Nieuwe Commerciële en duurzame Belgische kieuw- ankerkuilen- en warrelnetvisserij

Belfish, het Belgisch keurmerk voor duurzaam gevangen vis, bericht dat vier rederijen aan onze kust (N95, O554, 032 en de O369) onder begeleiding van het ILVO (Instituut voor Landbouw- en Visserijonderzoek) overstappen op de duurzame Commerciële kieuw- en warrelnetvisserij.

Er kunnen twee grote groepen nettenvisserij onderscheiden worden op basis van een licht verschillend vangstmechanisme. Bij kieuwnetvisserijen wordt maatse vis gevangen doordat de maas net iets kleiner is dan de lichaamsomtrek van de vis. Wanneer de vis het netgaren opmerkt en terug wil zwemmen, is het al te laat. Het netgaren blijft hangen achter het kieuwdeksel. De vis is ‘gekieuwd’. Warrelnetvisserijen maken veeleer gebruik van de vechtlust van een vis. Wanneer een vis in aanraking komt met een warrelnet, zal hij zich kronkelen om er uit te geraken. Hierdoor verwart hij zichzelf meestal nog verder in het net tot hij finaal volledig vast komt te zitten.

Rederij Goede Hoop (Z55) gaat dan weer onder begeleiding van het ILVO, de Rederscentrale en Belfish het zogenaamde “ankerkuilen” testen. Deze vistechniek is met een zakvormig net van zeer grote afmetingen (breed 12, diep 6 en lang 40 tot 55 m) dat in stromend water (eb en vloed) met de schokker verankerd ligt. Er is geen sprake meer van een hoog brandstof verbruik en ook de milieuschade is hier beperkt…of zelfs nihil.

De Belgische visserijsector telt zowat 110 vaartuigen, waarvan meer dan 90% de boomkorvisserij beoefent, naast een aantal bordenvissers. Alle visserijmethodes van de Belgische vloot hebben af te rekenen met dalende visbestanden, maar het zijn voornamelijk de sleepnetvisserijen die recentelijk met grote problemen geconfronteerd worden. Vooral de stijgende brandstofkosten, waardoor ook de visserij op de Vlaamse Purus garnalen noodgedwongen tijdelijk moest worden stopgezet. De toenemende kritiek op de milieu-impact van sleepnetvisserijen kunnen de toepassing van deze visserijen in de toekomst beperken, al zitten volgens Belfish Directeur Peter Cooleman niet alle wetenschappers hierover op een zelfde lijn.
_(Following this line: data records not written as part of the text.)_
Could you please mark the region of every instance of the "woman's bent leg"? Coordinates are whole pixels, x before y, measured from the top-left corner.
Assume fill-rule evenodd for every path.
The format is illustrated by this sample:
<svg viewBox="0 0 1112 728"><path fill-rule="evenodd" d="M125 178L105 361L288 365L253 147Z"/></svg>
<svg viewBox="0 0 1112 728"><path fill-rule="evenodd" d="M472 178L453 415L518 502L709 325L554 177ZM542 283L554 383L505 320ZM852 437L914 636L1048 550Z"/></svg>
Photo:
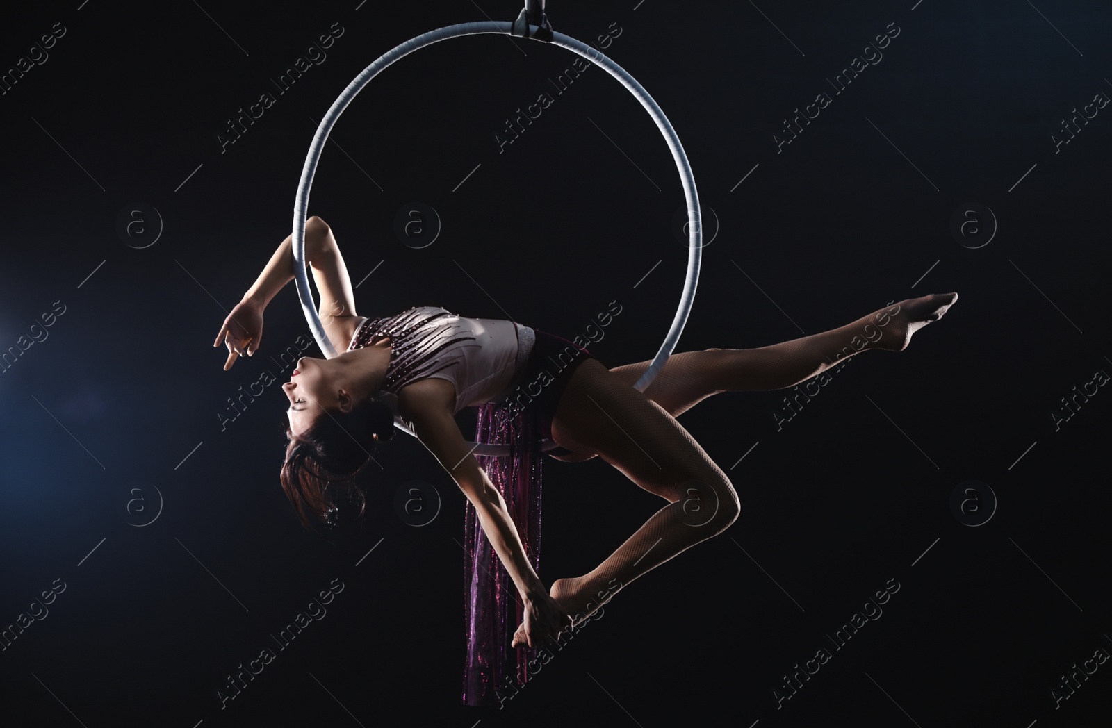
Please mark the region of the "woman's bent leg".
<svg viewBox="0 0 1112 728"><path fill-rule="evenodd" d="M553 597L576 624L600 600L737 518L737 493L726 473L675 418L597 360L576 368L553 419L553 439L600 456L668 501L597 567L553 585Z"/></svg>

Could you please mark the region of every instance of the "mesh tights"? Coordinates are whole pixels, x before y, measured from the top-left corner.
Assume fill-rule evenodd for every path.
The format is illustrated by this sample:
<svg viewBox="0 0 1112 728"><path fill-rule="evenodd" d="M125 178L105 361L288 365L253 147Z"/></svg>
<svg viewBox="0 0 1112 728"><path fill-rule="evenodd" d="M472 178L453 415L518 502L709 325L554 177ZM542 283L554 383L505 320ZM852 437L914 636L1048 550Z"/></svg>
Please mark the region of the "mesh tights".
<svg viewBox="0 0 1112 728"><path fill-rule="evenodd" d="M676 353L644 393L632 385L648 361L612 370L597 360L585 361L553 419L553 439L574 451L560 459L602 457L668 505L589 572L557 579L552 597L577 625L622 587L737 518L733 485L676 416L723 391L793 387L861 351L900 351L955 299L950 293L901 301L837 329L759 349Z"/></svg>

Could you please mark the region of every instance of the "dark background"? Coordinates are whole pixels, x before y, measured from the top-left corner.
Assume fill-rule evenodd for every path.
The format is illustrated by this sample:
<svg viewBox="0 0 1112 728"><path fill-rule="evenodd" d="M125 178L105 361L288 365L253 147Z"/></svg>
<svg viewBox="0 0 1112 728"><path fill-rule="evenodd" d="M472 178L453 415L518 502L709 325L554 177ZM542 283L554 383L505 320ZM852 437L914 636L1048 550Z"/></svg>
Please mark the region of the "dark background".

Op korte termijn kunnen brandstofbesparende maatregelen en technische aanpassingen het probleem van de kostenstructuur en de milieu-impact beperken, maar in bepaalde omstandigheden moeten we ons de vraag durven stellen of meer geschikte methodes zoals tongvisserij met schakels en andere passieve visserijmethodes niet beter geschikt zouden zijn in termen van rendabiliteit, ecologie, en veiligheid, zegt Cooleman.

De afhankelijkheid van brandstof valt bij deze visserijmethoden namelijk quasi volledig weg. Bovendien hebben tongvissers van Hastings aangetoond dat de methode potenties heeft voor een milieuvriendelijke visserij. Zij hebben namelijk het MSC-label verkregen voor hun visserij met schakels. Voor onze Belgische visserij zit volgens Peter Cooleman het MSC label er nog niet in. Niet omdat de wil niet aanwezig zou zijn om duurzaam te vissen maar omdat het label zelf voor onze visserij financieel niet betaalbaar is, aldus nog Peter Cooleman.

Onze vissers investeren liever in duurzame vistechnieken dan in een label. Daarom onderzoekt het ILVO diverse types duurzame visserij voor een deel van de Belgische vloot op lange termijn een structurele oplossing te bieden voor de huidige problemen in de visserijsector. Echter zonder daarbij nieuwe of bijkomende problemen te creëren, onder meer voor andere componenten van het ecosysteem.

Visserijen met kieuw- en/of warrelnetten veroorzaken doorgaans weinig tot geen bodemimpact en de teruggooi is meestal vrij klein, zegt Dirk Verhaeghe van Fishing Gear Technology Section. In die zin zijn deze vistuigen veel minder schadelijk voor het milieu dan sleepnetten, al zijn ook hier wettenschappelijke onderzoeken bezig om deze technieken duurzamer te maken.